According to a federal lawsuit filed against Udio in New York and Suno in Massachusetts, the companies copied music without permission to teach their systems to create music that would "compete directly, demean, and eventually drown" by human artists.

"Our technology is transformative; designed to produce completely new outputs, not to memorize and repeat existing content," said Suno CEO total Shulman, in a statement. Udio spokesperson has not commented on the complaint.

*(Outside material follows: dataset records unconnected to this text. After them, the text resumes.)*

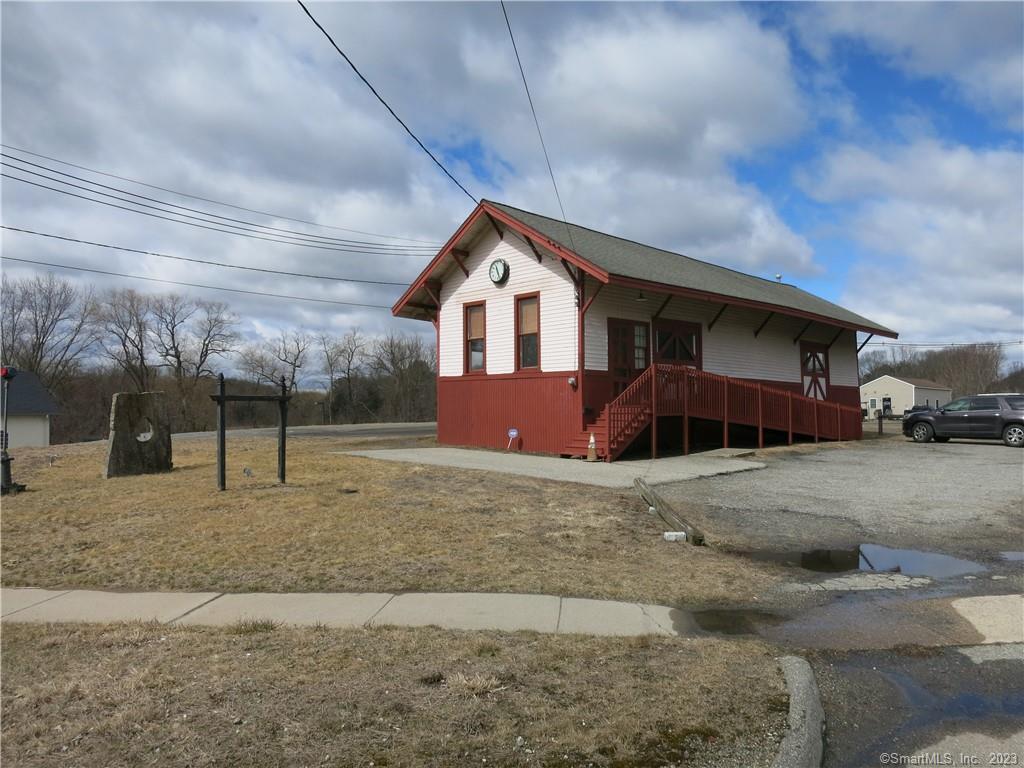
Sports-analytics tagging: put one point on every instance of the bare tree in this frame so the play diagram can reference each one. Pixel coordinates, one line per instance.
(126, 322)
(330, 357)
(406, 368)
(966, 370)
(187, 335)
(47, 326)
(290, 350)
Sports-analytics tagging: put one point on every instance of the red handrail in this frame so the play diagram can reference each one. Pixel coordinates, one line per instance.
(685, 390)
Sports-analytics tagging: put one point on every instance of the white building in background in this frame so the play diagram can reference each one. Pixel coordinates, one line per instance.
(29, 408)
(892, 395)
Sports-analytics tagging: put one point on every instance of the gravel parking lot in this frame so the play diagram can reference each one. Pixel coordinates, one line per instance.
(957, 497)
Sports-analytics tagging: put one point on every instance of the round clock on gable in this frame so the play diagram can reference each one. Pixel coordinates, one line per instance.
(499, 271)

Complaints state that Suno and Udio users can reproduce the elements of songs such as "My Girl" by The Temptations, "All I Want for Christmas Is You" by Mariah Carey, and "I Got You (I Feel Good)" by James Brown, and can produce "distinguishable" vocals from musicians such as Michael Jackson, Bruce Springsteen, and ABBA.

The record label asked the court to provide legal compensation of up to 150,000 US dollars (Rp2.4 billion) per song allegedly copied by the defendant. They accused Suno of copying 662 songs and Udio of 1,670 songs.

This lawsuit is the first to target AI music makers after several cases filed by authors, news outlets, and others regarding alleged abuse of their work to train text-based AI models supporting chatbots such as OpenAI's ChatGPT. AI companies argue that their systems use copyrighted material fairly.

New York-based Suno, Massachusetts, and Udio, have raised millions of funds this year for their AI systems creating music in response to user text requests.

Complaints from the labels said the companies had "deliberately evaded" the material they used to train their technology, and that revealing it would "recognize intentional copyright infringement on an almost inconceivable scale."

"Unlicensed services like Suno and Udio claim to be 'fair' to copy the work of an artist's life and exploit it for their own benefit without permission or payment hinder a truly innovative AI promise for all of us," Mitch Glazier, CEO of the American Recording Industry Association, said in a statement.